At the time of publication, Total had not responded to a request to comment on the relevance of last year's report to the current leak.

"Because of the demand for oil and gas, we will see this type of field exploited more often," Gluyas says. However, that does not necessarily mean we will see many more accidents along the lines of Elgin. Rather, the gas industry may improve its practices, for instance monitoring compaction in chalk layers more closely. "The industry will learn from this substantially," Gluyas says."

Where the New Scientist and I disagree is the idea that methane seeping into a well is going to cause a hurried evacuation. My view is the gas is coming from the Elgin field, through the claystone layer up the unsuccessfully plugged and severely damaged well, filtering through the chalk then finding the easy route up the rest of damaged well. Why it cant be stopped with a valve is the million dollar question. Did the pipe shear off the wellhead? If so why? High pressure? Damaged equipment?

posted on Apr, 1 2012 @ 09:28 AM
reply to post by Kester

thank you kester

posted on Apr, 2 2012 @ 03:30 AM
From the Press and Journal....

"An elite team of offshore crisis engineers is preparing to board Total’s abandoned Elgin platform to halt a dangerous gas leak."

"The company is now preparing plans to let specialists from Wild Well Control– the firm which helped tackle BP’s Gulf of Mexico disaster in 2010 – fly to the scene by helicopter."
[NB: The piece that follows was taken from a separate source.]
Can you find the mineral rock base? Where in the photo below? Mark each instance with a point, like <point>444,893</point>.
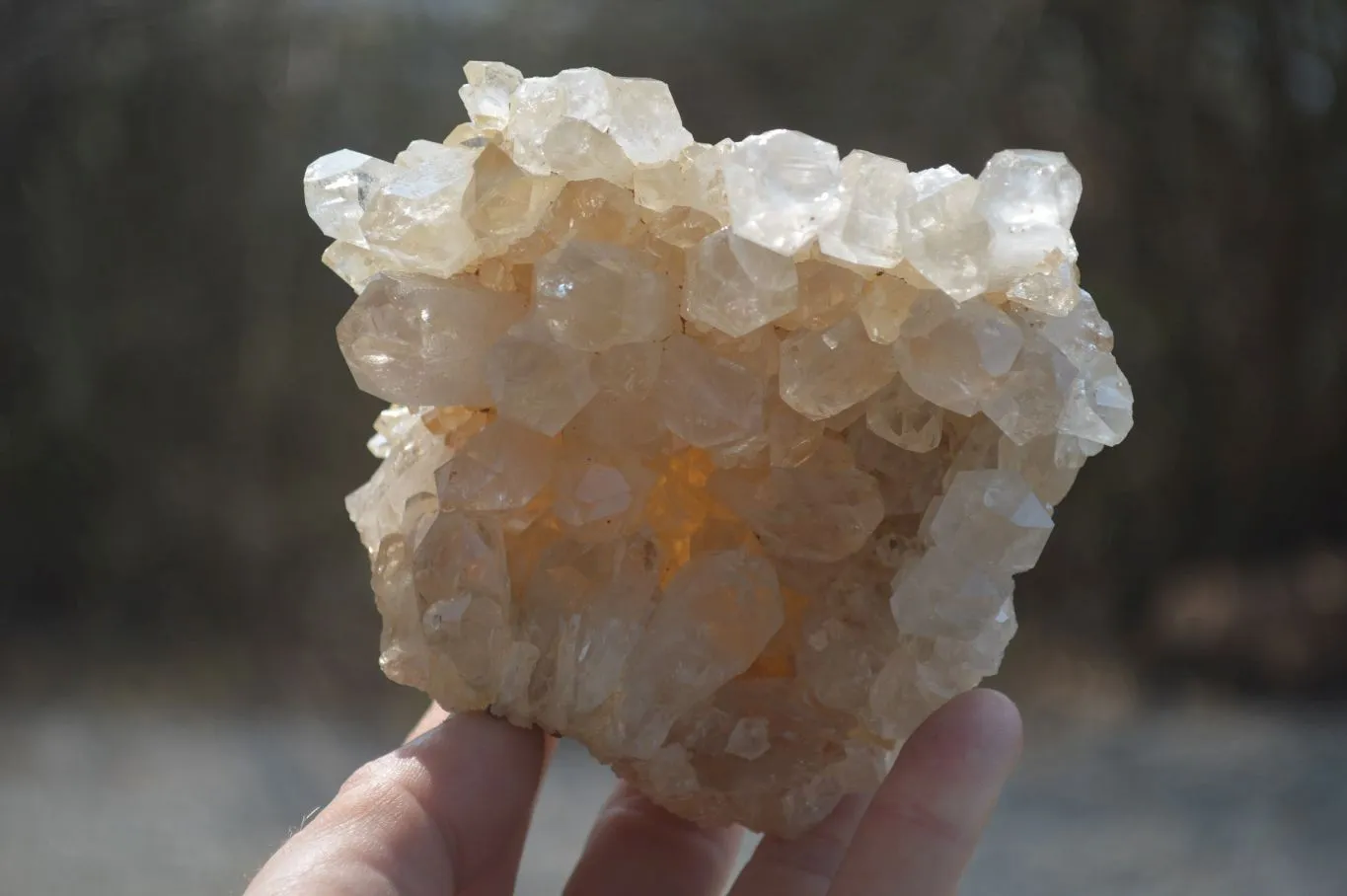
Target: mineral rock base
<point>718,458</point>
posted on Apr, 2 2012 @ 04:23 AM

Originally posted by reitze
There's so much carelessness in drilling and oil it makes me wonder if they don't do stuff like this on purpose.

What are they tryin to do? Get the North Pole to melt? Was the GOM leak on purpose?

The definition of Elginism is.....

Elginism (ĕl’gĭnĭz’əm) n. 1801. [f. the name of Thomas Bruce, 7th Earl of Elgin (1766-1841); see —ISM. Cf. Fr. elginisme & Sp. elginismo.]

An act of cultural vandalism. A term coined by the destructive actions of Lord Elgin who illegally transported the Parthenon Marbles from Greece to London between 1801 and 1805. tells us....

"Worldwide, there are an estimated 20-30 million oil and gas wells abandoned using primitive capping technologies, which could cause further serious headaches for operators across the globe."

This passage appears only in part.